We have recently doubled our host count in the ring. There is one strange thing that we are not able to reason about.
I am currently performing `nodetool cleanup` on the cluster as our scaling is now complete and the output `nodetool compactionstats` is giving out does not make any sense.

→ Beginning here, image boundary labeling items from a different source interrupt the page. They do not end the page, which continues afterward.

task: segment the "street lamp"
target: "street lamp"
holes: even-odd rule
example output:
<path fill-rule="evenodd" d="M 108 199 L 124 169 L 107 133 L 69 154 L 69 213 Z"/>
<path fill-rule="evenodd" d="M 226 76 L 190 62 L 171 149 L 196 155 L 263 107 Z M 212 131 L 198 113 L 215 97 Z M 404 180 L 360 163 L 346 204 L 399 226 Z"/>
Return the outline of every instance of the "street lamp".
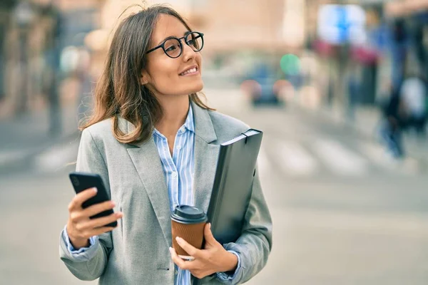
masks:
<path fill-rule="evenodd" d="M 34 19 L 34 12 L 31 5 L 27 1 L 21 1 L 15 8 L 13 14 L 14 20 L 19 31 L 19 61 L 18 65 L 20 71 L 18 85 L 18 102 L 16 109 L 16 115 L 21 115 L 27 108 L 26 102 L 28 97 L 28 53 L 27 38 L 29 28 Z"/>

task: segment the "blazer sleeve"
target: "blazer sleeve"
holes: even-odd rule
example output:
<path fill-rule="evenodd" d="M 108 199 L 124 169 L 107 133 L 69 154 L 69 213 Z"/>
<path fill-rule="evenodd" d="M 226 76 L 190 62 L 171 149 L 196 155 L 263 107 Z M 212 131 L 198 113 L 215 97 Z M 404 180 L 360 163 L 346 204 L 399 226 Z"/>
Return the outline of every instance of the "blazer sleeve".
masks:
<path fill-rule="evenodd" d="M 227 250 L 236 252 L 240 266 L 233 280 L 224 284 L 246 282 L 259 273 L 268 262 L 272 249 L 272 219 L 265 200 L 258 171 L 253 182 L 253 193 L 245 213 L 243 234 L 236 242 L 223 244 Z"/>
<path fill-rule="evenodd" d="M 101 152 L 88 129 L 81 135 L 77 155 L 76 171 L 98 174 L 103 179 L 108 194 L 110 195 L 108 172 Z M 71 254 L 67 248 L 63 235 L 59 240 L 59 255 L 70 271 L 81 280 L 95 280 L 100 277 L 107 265 L 108 256 L 113 249 L 111 232 L 98 236 L 98 242 L 93 246 L 94 253 L 82 260 Z"/>

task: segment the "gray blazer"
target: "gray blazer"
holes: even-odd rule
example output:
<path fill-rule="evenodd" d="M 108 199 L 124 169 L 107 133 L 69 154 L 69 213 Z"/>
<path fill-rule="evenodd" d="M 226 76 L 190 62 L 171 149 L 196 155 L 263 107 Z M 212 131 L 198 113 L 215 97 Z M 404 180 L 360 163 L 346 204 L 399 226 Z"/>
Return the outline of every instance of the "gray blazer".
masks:
<path fill-rule="evenodd" d="M 208 210 L 214 181 L 219 145 L 248 129 L 243 123 L 204 110 L 192 103 L 195 118 L 195 206 Z M 128 132 L 133 125 L 119 120 Z M 173 284 L 169 198 L 158 150 L 153 138 L 138 144 L 118 142 L 111 120 L 83 130 L 76 170 L 98 173 L 116 211 L 123 217 L 112 232 L 100 236 L 95 257 L 76 260 L 69 254 L 62 234 L 59 254 L 66 266 L 81 280 L 99 279 L 103 285 Z M 245 214 L 242 236 L 235 243 L 224 244 L 240 256 L 240 270 L 234 284 L 243 283 L 266 264 L 272 248 L 272 221 L 258 175 Z M 221 284 L 215 274 L 203 279 L 204 284 Z"/>

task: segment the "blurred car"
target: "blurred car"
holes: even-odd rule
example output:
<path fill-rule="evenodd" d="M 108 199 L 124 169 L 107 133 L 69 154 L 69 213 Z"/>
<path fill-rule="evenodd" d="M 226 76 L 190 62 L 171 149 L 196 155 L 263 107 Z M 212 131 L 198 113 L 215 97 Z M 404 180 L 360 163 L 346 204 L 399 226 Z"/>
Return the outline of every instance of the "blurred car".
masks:
<path fill-rule="evenodd" d="M 240 84 L 240 88 L 253 105 L 282 105 L 282 90 L 286 81 L 277 78 L 267 66 L 259 66 Z"/>

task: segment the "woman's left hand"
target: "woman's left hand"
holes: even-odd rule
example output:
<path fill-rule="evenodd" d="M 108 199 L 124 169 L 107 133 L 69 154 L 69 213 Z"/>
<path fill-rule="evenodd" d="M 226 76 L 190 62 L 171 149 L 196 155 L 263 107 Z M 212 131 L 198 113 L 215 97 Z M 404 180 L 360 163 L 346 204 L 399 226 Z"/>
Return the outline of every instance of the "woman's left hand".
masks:
<path fill-rule="evenodd" d="M 173 248 L 170 247 L 170 252 L 174 263 L 182 269 L 189 270 L 192 275 L 200 279 L 215 272 L 235 270 L 238 266 L 238 257 L 233 253 L 226 251 L 215 240 L 211 232 L 210 224 L 205 225 L 204 237 L 205 240 L 204 249 L 198 249 L 184 239 L 177 237 L 177 242 L 180 247 L 195 259 L 185 261 L 178 257 Z"/>

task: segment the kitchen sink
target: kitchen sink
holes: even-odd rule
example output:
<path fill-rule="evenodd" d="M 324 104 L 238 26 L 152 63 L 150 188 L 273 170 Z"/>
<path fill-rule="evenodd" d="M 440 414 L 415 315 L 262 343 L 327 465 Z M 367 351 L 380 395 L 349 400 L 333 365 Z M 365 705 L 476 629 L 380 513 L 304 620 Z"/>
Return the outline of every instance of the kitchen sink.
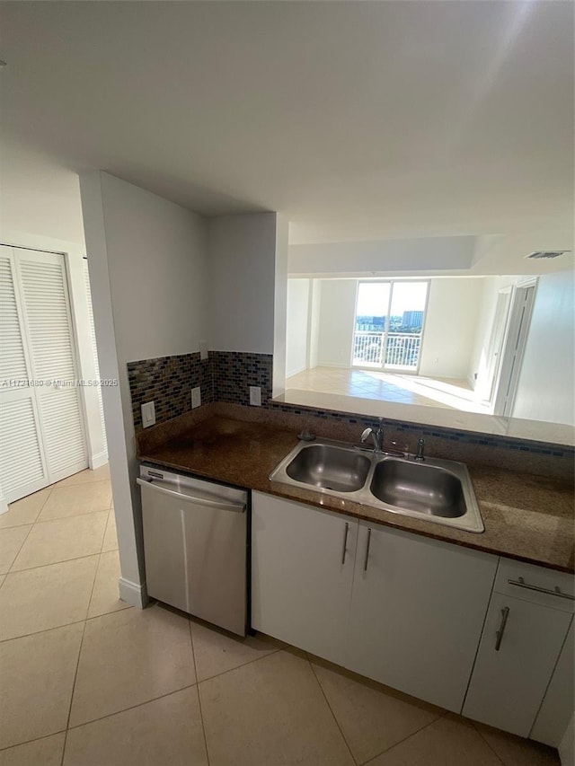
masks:
<path fill-rule="evenodd" d="M 456 461 L 419 462 L 318 439 L 297 445 L 270 480 L 466 532 L 484 529 L 467 467 Z"/>
<path fill-rule="evenodd" d="M 302 484 L 335 492 L 354 492 L 366 483 L 370 468 L 369 458 L 355 450 L 310 445 L 297 453 L 286 473 Z"/>
<path fill-rule="evenodd" d="M 369 489 L 383 503 L 426 515 L 458 518 L 467 510 L 461 480 L 425 462 L 383 460 Z"/>

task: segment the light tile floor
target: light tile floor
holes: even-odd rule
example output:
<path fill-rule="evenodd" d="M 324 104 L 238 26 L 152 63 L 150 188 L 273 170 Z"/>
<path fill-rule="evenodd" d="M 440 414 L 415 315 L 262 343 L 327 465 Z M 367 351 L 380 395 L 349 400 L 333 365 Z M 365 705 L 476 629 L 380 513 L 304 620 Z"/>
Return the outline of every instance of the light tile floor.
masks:
<path fill-rule="evenodd" d="M 105 469 L 0 516 L 0 766 L 559 763 L 265 636 L 128 608 L 117 547 Z"/>
<path fill-rule="evenodd" d="M 468 382 L 457 378 L 430 378 L 381 370 L 314 367 L 287 378 L 286 388 L 465 412 L 489 414 L 490 411 L 488 407 L 475 401 Z"/>

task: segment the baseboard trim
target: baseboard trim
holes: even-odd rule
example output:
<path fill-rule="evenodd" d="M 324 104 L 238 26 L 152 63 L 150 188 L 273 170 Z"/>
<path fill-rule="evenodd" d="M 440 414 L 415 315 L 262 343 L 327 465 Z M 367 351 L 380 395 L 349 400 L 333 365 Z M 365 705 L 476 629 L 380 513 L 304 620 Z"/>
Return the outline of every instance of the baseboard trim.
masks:
<path fill-rule="evenodd" d="M 96 468 L 100 468 L 101 465 L 105 465 L 108 462 L 108 453 L 106 451 L 96 453 L 96 454 L 90 455 L 88 458 L 88 465 L 93 471 Z"/>
<path fill-rule="evenodd" d="M 137 583 L 132 583 L 131 580 L 127 580 L 125 577 L 120 577 L 118 581 L 119 589 L 119 597 L 130 606 L 137 606 L 138 609 L 144 609 L 147 604 L 147 591 L 146 583 L 138 586 Z"/>

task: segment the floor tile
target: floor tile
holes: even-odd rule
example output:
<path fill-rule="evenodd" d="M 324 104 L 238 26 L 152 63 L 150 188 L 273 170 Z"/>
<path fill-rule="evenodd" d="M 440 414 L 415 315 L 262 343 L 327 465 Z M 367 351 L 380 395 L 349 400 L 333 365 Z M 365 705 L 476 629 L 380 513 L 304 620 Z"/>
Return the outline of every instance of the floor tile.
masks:
<path fill-rule="evenodd" d="M 64 766 L 208 764 L 193 686 L 70 729 Z"/>
<path fill-rule="evenodd" d="M 191 621 L 191 638 L 198 681 L 253 662 L 282 647 L 265 636 L 240 638 L 196 621 Z"/>
<path fill-rule="evenodd" d="M 119 579 L 119 559 L 117 550 L 110 550 L 100 557 L 96 581 L 88 609 L 88 617 L 108 614 L 120 609 L 129 608 L 129 604 L 119 600 L 118 580 Z"/>
<path fill-rule="evenodd" d="M 490 747 L 505 766 L 560 766 L 559 753 L 554 747 L 524 739 L 500 729 L 473 724 Z"/>
<path fill-rule="evenodd" d="M 22 500 L 10 503 L 6 513 L 0 515 L 0 529 L 6 526 L 33 524 L 40 515 L 40 512 L 49 494 L 49 489 L 40 489 L 39 492 L 34 492 L 33 495 L 22 497 Z"/>
<path fill-rule="evenodd" d="M 107 511 L 111 503 L 110 481 L 92 481 L 73 484 L 69 487 L 55 487 L 42 508 L 38 521 L 92 514 Z"/>
<path fill-rule="evenodd" d="M 58 481 L 56 487 L 69 487 L 71 484 L 90 484 L 92 481 L 102 481 L 110 479 L 110 465 L 101 465 L 100 468 L 95 468 L 92 471 L 86 468 L 85 471 L 80 471 L 79 473 L 73 473 Z"/>
<path fill-rule="evenodd" d="M 0 766 L 60 766 L 64 732 L 0 751 Z"/>
<path fill-rule="evenodd" d="M 199 684 L 211 766 L 352 766 L 309 663 L 287 651 Z"/>
<path fill-rule="evenodd" d="M 0 747 L 66 728 L 84 624 L 0 644 Z"/>
<path fill-rule="evenodd" d="M 108 550 L 118 550 L 118 534 L 116 533 L 116 513 L 112 508 L 110 509 L 108 515 L 108 524 L 106 524 L 106 532 L 104 533 L 104 541 L 102 546 L 102 553 Z"/>
<path fill-rule="evenodd" d="M 107 518 L 108 512 L 101 511 L 35 524 L 13 564 L 12 571 L 100 553 Z"/>
<path fill-rule="evenodd" d="M 354 758 L 365 763 L 444 710 L 322 660 L 313 667 Z"/>
<path fill-rule="evenodd" d="M 501 766 L 469 721 L 447 714 L 369 762 L 369 766 Z"/>
<path fill-rule="evenodd" d="M 8 575 L 0 589 L 0 640 L 85 620 L 98 559 Z"/>
<path fill-rule="evenodd" d="M 31 524 L 0 529 L 0 574 L 5 575 L 28 536 Z"/>
<path fill-rule="evenodd" d="M 196 681 L 187 618 L 155 605 L 89 620 L 70 726 L 139 705 Z"/>

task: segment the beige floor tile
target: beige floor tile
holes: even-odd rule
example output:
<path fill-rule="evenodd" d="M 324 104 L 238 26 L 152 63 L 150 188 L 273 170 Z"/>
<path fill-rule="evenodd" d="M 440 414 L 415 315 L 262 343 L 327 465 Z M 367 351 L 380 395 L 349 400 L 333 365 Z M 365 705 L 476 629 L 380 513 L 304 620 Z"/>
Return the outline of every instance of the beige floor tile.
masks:
<path fill-rule="evenodd" d="M 70 487 L 55 487 L 42 508 L 38 521 L 60 519 L 80 514 L 107 511 L 111 503 L 110 481 L 92 481 L 73 484 Z"/>
<path fill-rule="evenodd" d="M 128 609 L 128 603 L 119 600 L 118 580 L 119 579 L 119 559 L 117 550 L 110 550 L 100 557 L 96 581 L 88 609 L 88 617 L 108 614 L 120 609 Z"/>
<path fill-rule="evenodd" d="M 6 526 L 34 524 L 49 494 L 49 489 L 40 489 L 39 492 L 34 492 L 33 495 L 22 497 L 22 500 L 10 503 L 6 513 L 0 515 L 0 529 Z"/>
<path fill-rule="evenodd" d="M 84 624 L 0 644 L 0 747 L 66 728 Z"/>
<path fill-rule="evenodd" d="M 0 766 L 60 766 L 64 733 L 0 751 Z"/>
<path fill-rule="evenodd" d="M 277 652 L 282 645 L 266 636 L 231 636 L 217 628 L 192 621 L 191 638 L 198 681 Z"/>
<path fill-rule="evenodd" d="M 113 507 L 110 509 L 108 515 L 108 524 L 106 524 L 106 532 L 104 533 L 104 541 L 102 546 L 102 552 L 108 550 L 118 550 L 118 534 L 116 533 L 116 514 Z"/>
<path fill-rule="evenodd" d="M 204 766 L 197 687 L 71 729 L 64 766 Z"/>
<path fill-rule="evenodd" d="M 110 479 L 110 465 L 101 465 L 100 468 L 95 468 L 92 471 L 86 468 L 85 471 L 80 471 L 79 473 L 73 473 L 72 476 L 67 476 L 55 487 L 69 487 L 71 484 L 90 484 L 92 481 L 102 481 Z"/>
<path fill-rule="evenodd" d="M 22 546 L 31 524 L 0 529 L 0 574 L 5 575 Z"/>
<path fill-rule="evenodd" d="M 309 663 L 287 651 L 199 684 L 211 766 L 352 766 Z"/>
<path fill-rule="evenodd" d="M 108 512 L 101 511 L 35 524 L 13 564 L 12 571 L 100 553 L 107 518 Z"/>
<path fill-rule="evenodd" d="M 365 763 L 445 712 L 336 665 L 313 667 L 354 758 Z"/>
<path fill-rule="evenodd" d="M 499 755 L 505 766 L 560 766 L 559 753 L 554 747 L 524 739 L 483 724 L 474 726 L 487 744 Z"/>
<path fill-rule="evenodd" d="M 89 620 L 70 726 L 117 713 L 196 681 L 189 621 L 155 605 Z"/>
<path fill-rule="evenodd" d="M 0 590 L 0 640 L 85 620 L 98 559 L 8 575 Z"/>
<path fill-rule="evenodd" d="M 447 714 L 369 762 L 369 766 L 501 766 L 469 721 Z"/>

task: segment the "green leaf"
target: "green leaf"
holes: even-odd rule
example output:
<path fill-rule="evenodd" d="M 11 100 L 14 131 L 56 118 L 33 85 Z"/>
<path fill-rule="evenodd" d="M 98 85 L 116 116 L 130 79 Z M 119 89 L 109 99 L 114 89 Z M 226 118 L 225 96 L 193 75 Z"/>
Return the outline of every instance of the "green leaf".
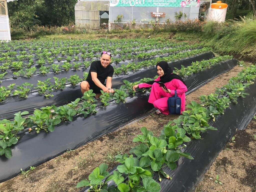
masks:
<path fill-rule="evenodd" d="M 170 127 L 165 127 L 164 131 L 165 136 L 167 138 L 169 138 L 172 136 L 175 136 L 175 134 L 174 131 Z"/>
<path fill-rule="evenodd" d="M 12 150 L 9 147 L 7 147 L 4 150 L 4 155 L 6 158 L 9 159 L 13 156 Z"/>
<path fill-rule="evenodd" d="M 149 177 L 143 178 L 142 183 L 146 190 L 149 192 L 159 192 L 161 190 L 160 184 Z"/>
<path fill-rule="evenodd" d="M 125 173 L 126 174 L 129 173 L 129 171 L 125 165 L 121 165 L 117 166 L 117 170 L 120 173 Z"/>
<path fill-rule="evenodd" d="M 189 153 L 186 153 L 186 152 L 182 153 L 181 152 L 179 151 L 178 150 L 177 150 L 177 152 L 179 154 L 180 156 L 183 156 L 186 157 L 186 158 L 187 158 L 189 159 L 194 159 L 194 158 L 190 155 L 190 154 Z"/>
<path fill-rule="evenodd" d="M 153 136 L 153 132 L 151 131 L 148 130 L 145 127 L 143 127 L 141 129 L 141 131 L 146 137 L 149 135 Z"/>
<path fill-rule="evenodd" d="M 166 147 L 167 142 L 165 140 L 161 139 L 159 140 L 156 147 L 160 149 L 162 149 Z"/>
<path fill-rule="evenodd" d="M 155 136 L 150 136 L 149 137 L 149 141 L 153 145 L 157 146 L 158 143 L 158 138 Z"/>
<path fill-rule="evenodd" d="M 0 155 L 2 155 L 4 154 L 5 151 L 4 149 L 0 148 Z"/>
<path fill-rule="evenodd" d="M 166 162 L 166 164 L 167 165 L 169 168 L 171 169 L 172 170 L 174 170 L 177 167 L 177 165 L 176 163 L 169 163 Z"/>
<path fill-rule="evenodd" d="M 113 175 L 108 178 L 106 181 L 113 180 L 117 185 L 118 185 L 124 180 L 124 178 L 122 176 L 122 174 L 116 171 L 114 171 Z"/>
<path fill-rule="evenodd" d="M 88 180 L 87 179 L 84 179 L 82 180 L 79 183 L 77 184 L 77 186 L 76 187 L 77 188 L 81 187 L 84 187 L 84 186 L 89 186 L 90 185 L 90 183 Z"/>
<path fill-rule="evenodd" d="M 161 168 L 162 163 L 160 161 L 152 161 L 151 163 L 151 168 L 154 171 L 158 171 Z"/>
<path fill-rule="evenodd" d="M 134 173 L 136 170 L 134 167 L 134 160 L 133 157 L 127 158 L 124 161 L 124 164 L 131 173 Z"/>
<path fill-rule="evenodd" d="M 88 177 L 92 185 L 99 184 L 104 177 L 103 176 L 100 175 L 100 168 L 98 167 L 94 169 L 92 172 L 89 175 Z"/>
<path fill-rule="evenodd" d="M 48 130 L 51 132 L 52 132 L 54 131 L 55 128 L 54 126 L 53 125 L 50 124 L 48 125 Z"/>
<path fill-rule="evenodd" d="M 18 142 L 18 139 L 16 137 L 13 137 L 9 140 L 9 141 L 13 145 L 16 144 Z"/>
<path fill-rule="evenodd" d="M 120 192 L 129 192 L 130 190 L 130 187 L 127 184 L 121 183 L 118 185 L 117 188 Z"/>
<path fill-rule="evenodd" d="M 149 167 L 151 165 L 151 161 L 146 157 L 142 157 L 140 159 L 140 166 L 143 168 Z"/>
<path fill-rule="evenodd" d="M 3 149 L 5 149 L 7 146 L 7 143 L 6 142 L 2 140 L 0 140 L 0 147 Z"/>
<path fill-rule="evenodd" d="M 52 120 L 52 121 L 51 122 L 51 124 L 54 125 L 57 125 L 60 123 L 61 121 L 61 120 L 60 119 L 55 118 Z"/>
<path fill-rule="evenodd" d="M 143 142 L 146 139 L 146 137 L 144 135 L 138 135 L 137 136 L 134 137 L 133 140 L 132 141 L 134 142 Z"/>
<path fill-rule="evenodd" d="M 138 181 L 140 177 L 143 178 L 147 176 L 151 176 L 151 173 L 147 170 L 145 170 L 140 167 L 136 167 L 135 168 L 136 171 L 133 174 L 131 174 L 129 176 L 129 177 L 135 181 Z"/>
<path fill-rule="evenodd" d="M 134 151 L 134 154 L 138 157 L 140 158 L 148 150 L 148 147 L 145 144 L 142 143 L 140 145 L 138 148 Z"/>
<path fill-rule="evenodd" d="M 177 153 L 168 150 L 165 155 L 164 158 L 167 162 L 172 163 L 178 160 L 180 156 L 180 155 Z"/>
<path fill-rule="evenodd" d="M 182 137 L 185 135 L 185 134 L 186 133 L 186 131 L 183 128 L 180 127 L 179 127 L 177 129 L 177 131 L 178 133 L 179 133 L 179 136 L 181 137 Z"/>
<path fill-rule="evenodd" d="M 23 112 L 22 112 L 20 113 L 20 115 L 26 115 L 27 114 L 28 114 L 29 113 L 29 112 L 28 111 L 23 111 Z"/>
<path fill-rule="evenodd" d="M 191 140 L 191 139 L 187 135 L 184 135 L 182 137 L 182 139 L 184 142 L 189 142 Z"/>
<path fill-rule="evenodd" d="M 102 163 L 99 166 L 100 168 L 100 174 L 104 177 L 107 177 L 109 175 L 109 173 L 106 171 L 108 165 L 105 163 Z"/>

nodetool compactionstats -H pending tasks: 1 id compaction type keyspace table completed total unit progress 9a587000-0d85-11ea-bee2-2b2f32752d4c Cleanup <keyspace_name> <table_name> 188.56 GB 850.93 GB bytes 22.16%
compactionstats is suggesting that the total data that is to be cleaned up is ~`850GB`, but when I do a `df -h` on the box the host itself does not have that much data in it.
> df -h Filesystem Size Used Avail Use% Mounted on devtmpfs 7.6G 64K 7.6G 1% /dev tmpfs 7.6G 32K 7.6G 1% /dev/shm /dev/nvme0n1p1 9.8G 4.4G 5.3G 46% / /dev/mapper/vg-data--master 2.9T 438G 2.5T 15% /mnt
As you can see that this host is just having 438G of data. How come Cassandra is claiming that it'll cleanup 850GB of data.
Would appreciate if someone can explain what is happening here.